Sherrie Levine’s Fountain (Madonna) (1991), a bronze cast after Fountain, preserves more of the original while pushing its questions of authorship further: To what extent does it matter that a male artist “chose” the work in 1917? To what extent does it matter that a female artist chose to reproduce the work in bronze in 1991?
What unites the artists that have riffed on Duchamp across the century is not only that they recognize the value of the questions it raises, but also that they move forward with the sort of ingenuity and wit that Duchamp’s legacy demands.
Where is Duchamp’s original?
Baroness Von Freytag. Photo by Bain News Service from the United States Library of Congress Prints and Photographs division.
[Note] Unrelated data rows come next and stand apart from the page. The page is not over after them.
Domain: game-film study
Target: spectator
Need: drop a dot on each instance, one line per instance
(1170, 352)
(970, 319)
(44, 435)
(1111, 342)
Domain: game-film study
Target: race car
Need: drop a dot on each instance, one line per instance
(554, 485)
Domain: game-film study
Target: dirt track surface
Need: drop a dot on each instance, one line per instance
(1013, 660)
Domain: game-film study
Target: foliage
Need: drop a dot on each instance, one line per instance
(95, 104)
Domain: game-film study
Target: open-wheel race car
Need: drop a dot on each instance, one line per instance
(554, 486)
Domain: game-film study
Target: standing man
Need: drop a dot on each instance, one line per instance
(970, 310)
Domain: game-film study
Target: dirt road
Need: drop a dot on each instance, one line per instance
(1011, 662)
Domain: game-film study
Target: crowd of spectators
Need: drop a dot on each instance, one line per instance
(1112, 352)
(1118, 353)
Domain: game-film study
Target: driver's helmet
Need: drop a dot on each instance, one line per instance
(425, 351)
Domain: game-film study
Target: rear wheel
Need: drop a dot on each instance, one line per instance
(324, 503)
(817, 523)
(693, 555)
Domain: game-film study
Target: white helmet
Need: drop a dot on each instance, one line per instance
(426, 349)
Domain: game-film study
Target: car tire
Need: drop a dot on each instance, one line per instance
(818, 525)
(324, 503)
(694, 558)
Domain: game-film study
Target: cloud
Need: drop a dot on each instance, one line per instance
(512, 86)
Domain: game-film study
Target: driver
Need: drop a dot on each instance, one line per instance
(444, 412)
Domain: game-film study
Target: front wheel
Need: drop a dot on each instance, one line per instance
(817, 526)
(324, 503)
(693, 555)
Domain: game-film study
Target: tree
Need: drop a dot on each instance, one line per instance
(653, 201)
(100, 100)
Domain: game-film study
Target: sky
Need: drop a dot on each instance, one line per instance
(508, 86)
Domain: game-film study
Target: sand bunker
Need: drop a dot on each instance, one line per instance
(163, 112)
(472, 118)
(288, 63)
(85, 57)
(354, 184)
Image via Wikimedia Commons.
Elsa von Freytag-Loringhoven and Claude McKay, 1922. Image via Wikimedia Commons.
That doesn’t mean we have to take it seriously. It also doesn’t mean that we can’t revel in the Unsolved Mysteries-like scenario of Fountain’s mysterious disappearance: To this day, no one knows what became of the “original.” We only have 17 copies that Duchamp created in the 1960s. Perhaps it was indeed one of his provocative female friends—the names Elsa von Freytag-Loringhoven and Louise Norton have been suggested—who came up with the whole urinal idea in the first place. The nebulous origins of the Fountain only add to its many layers and complexities.
If the genesis and meaning of Fountain remain elusive, it has provided countless artists with something of a starting pistol for the idea of art-as-concept in the 20th century, underscoring the fact that the definition of art itself is up for grabs.